# Ice growth estimator?



## Rooster (Apr 8, 2004)

I know there are a ton of factors, but how may use this as a general guideline?

https://www.outdoorcanada.ca/how-fast-does-your-lake-make-ice/

I just did the calculations for a couple of small lakes here in SW Ohio; and unfortunately, it doesn’t look like I will be ice fishing next week.


----------



## Salmonid (Apr 14, 2004)

You might have a Long Island chance by NEXT weekend but otherwise better get an oil change and tires rotated for the road trip....LOL


----------



## Rooster (Apr 8, 2004)

I’m hopeful, but not delusional (still haven’t moved the sonar from the kayak to the ice shuttle).

As soon as I plan a trip up north, we will get ice down here (for that weekend only).

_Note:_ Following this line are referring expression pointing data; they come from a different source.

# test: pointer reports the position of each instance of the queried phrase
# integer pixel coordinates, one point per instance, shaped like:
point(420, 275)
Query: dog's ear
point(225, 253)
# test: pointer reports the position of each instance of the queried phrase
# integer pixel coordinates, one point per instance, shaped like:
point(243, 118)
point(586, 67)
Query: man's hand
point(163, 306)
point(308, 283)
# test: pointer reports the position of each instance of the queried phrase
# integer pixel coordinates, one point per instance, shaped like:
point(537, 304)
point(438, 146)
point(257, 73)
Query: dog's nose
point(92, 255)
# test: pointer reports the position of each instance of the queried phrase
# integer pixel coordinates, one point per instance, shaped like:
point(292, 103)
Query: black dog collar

As sad as it may sound, I would rather fish Acton than anything within a 5 hour drive……the crappie might be on the small side, but they are plentiful and I know where they are located.


----------



## crappiedude (Mar 12, 2006)

unfortunately (at least for the ice guys) I had 47 degree water at East Fork last week.


----------



## STRONGPERSUADER (Nov 5, 2006)

18 in Richland county this am but the wind isn’t helping at all...


----------



## BrianSipe17 (Aug 5, 2006)

Wind is keeping my pond from skimming over. I don’t even try to go out, unless we’ve had a good couple weeks of consistently cold temps


Sent from my iPhone using Tapatalk


----------



## icebucketjohn (Dec 22, 2005)

Just drove around PLX... NOTHING!!!


----------



## set-the-drag (Jan 13, 2013)

Back bays of ladue looked pretty solid last night only could see a little open granted it was dark but looked like a lot of snow cover


----------



## set-the-drag (Jan 13, 2013)

I'm not to confident though to much snow and the wind has been rough thought my roof was about to come off last night


----------